For the senior executive team, meanwhile, it’s nothing new to acknowledge that cyber security needs to be a wider business focus, not one just for the IT team. “C-suites and boardrooms now worry about the damage to reputation and brand equity that may result from a data breach, more so than the potential of heavy fines introduced by incoming legislation such as General Data Protection Regulation (GDPR),” writes FireEye blogger Duncan Brown, Research Director/European Security Practice at market intelligence firm IDC. “Boards often do not understand the technical details of security, given that board members are unlikely to come from a deeply technological background, and cyber security gets very technical very quickly.”

Brown continues: “Senior executives do understand risk, however. The expression of a cyber security strategy articulated in terms of risk means that board members are more likely to understand both the importance of what is being proposed, and the consequences of paying insufficient attention to defence against cyber attack.”

Breach detection time is 177 days

From the perspective of the senior executive team, it is key that they question how they build their business risk profiles and communicate these to the cyber security team. In many cases, risk focuses on the likelihood and impact, which is usually based solely on internal values and analysis.

Some organisations may get additional input by budgeting for third-party validation and penetration tests.

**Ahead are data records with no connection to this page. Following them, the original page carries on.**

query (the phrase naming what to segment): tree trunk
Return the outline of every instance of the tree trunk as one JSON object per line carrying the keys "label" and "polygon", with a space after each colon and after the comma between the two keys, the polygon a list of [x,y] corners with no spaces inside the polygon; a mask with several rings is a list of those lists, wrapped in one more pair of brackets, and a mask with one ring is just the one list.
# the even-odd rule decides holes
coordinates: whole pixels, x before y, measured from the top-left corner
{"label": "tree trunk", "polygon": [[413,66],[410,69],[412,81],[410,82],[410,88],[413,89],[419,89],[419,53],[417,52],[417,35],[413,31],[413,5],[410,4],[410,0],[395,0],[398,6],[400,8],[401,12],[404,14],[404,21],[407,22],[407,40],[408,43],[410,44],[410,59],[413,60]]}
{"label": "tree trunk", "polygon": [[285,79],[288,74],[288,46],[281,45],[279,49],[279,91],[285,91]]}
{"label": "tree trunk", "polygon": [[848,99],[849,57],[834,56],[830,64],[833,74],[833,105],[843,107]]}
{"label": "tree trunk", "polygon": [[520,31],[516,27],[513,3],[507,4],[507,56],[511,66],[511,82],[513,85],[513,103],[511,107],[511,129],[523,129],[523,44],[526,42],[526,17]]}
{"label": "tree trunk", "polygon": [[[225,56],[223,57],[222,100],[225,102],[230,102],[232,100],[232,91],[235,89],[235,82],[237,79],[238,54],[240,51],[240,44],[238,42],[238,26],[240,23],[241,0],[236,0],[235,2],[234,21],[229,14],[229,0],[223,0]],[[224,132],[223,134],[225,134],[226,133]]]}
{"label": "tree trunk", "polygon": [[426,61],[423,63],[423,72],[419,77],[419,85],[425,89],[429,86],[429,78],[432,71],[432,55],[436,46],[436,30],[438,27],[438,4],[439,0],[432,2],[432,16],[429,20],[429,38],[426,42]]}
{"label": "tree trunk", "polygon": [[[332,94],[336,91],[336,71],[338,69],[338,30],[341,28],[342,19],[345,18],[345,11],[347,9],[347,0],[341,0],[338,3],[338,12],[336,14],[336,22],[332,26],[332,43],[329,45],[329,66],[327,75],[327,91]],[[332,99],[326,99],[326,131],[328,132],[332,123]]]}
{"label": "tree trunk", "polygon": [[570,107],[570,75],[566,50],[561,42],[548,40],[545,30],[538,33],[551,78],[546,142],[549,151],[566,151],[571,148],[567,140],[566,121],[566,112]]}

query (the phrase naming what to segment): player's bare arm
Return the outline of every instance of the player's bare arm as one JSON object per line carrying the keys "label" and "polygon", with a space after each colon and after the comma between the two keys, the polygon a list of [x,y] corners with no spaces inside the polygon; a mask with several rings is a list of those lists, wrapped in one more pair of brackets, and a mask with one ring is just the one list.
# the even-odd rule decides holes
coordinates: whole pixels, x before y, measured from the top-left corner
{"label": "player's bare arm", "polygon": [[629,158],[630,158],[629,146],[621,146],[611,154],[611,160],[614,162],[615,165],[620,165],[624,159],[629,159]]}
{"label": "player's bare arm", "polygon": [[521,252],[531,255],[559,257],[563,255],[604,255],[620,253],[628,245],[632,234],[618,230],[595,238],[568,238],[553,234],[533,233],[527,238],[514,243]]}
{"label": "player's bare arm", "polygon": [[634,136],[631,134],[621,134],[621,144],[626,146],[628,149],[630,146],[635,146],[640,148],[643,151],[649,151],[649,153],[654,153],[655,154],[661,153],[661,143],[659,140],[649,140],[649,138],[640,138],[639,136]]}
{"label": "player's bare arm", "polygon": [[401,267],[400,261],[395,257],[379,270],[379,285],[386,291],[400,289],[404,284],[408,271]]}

In this area, there is an opportunity for senior leadership in understanding the threat landscape, and by following the threat landscape, involving who, what, and how threats are targeting their industry based on different motivation, they can start to factor those outputs into their ongoing risk analysis.

FireEye’s M-Trends 2019 report, based on information and data collected from FireEye’s Mandiant GDPR Incident Response efforts indicates that, for 2018, the median time for the detection of a breach (a.k.a., the ‘dwell time’) in the EMEA region is 177 days (largely unchanged from 175 days in 2017) and, in many cases, organisations are relying on external notifications which increases the detection time significantly.

It also reflects the changing trend in the EMEA region. As noted, organisations, and in particular c-suites and boards, are taking cyber security governance much more seriously. This has been driven in part by regulation such as GDPR, but also due to increased recognition of the risk presented by targeted cyber attackers.

The underlying data shows that while many organisations are dealing with advanced threat actors much  faster than ever before, security teams are still uncovering historical attacks. Therefore, the increased Internal and External dwell times reflect the attention that organisations surveyed by the report are placing on effective security measures.

The gap between internal and external notification reinforces the importance for organisations to have strong detection and remediation strategies in place. External notification cannot be relied upon as a meaningful detection strategy. Greater collaboration and understanding from the security teams and senior executives can help to address the gap between intrusion and detection, by carefully analysing what causes such attacks and devoting to this the time and attention it requires.

Jens Monrad is Head of Intelligence EMEA at FireEye.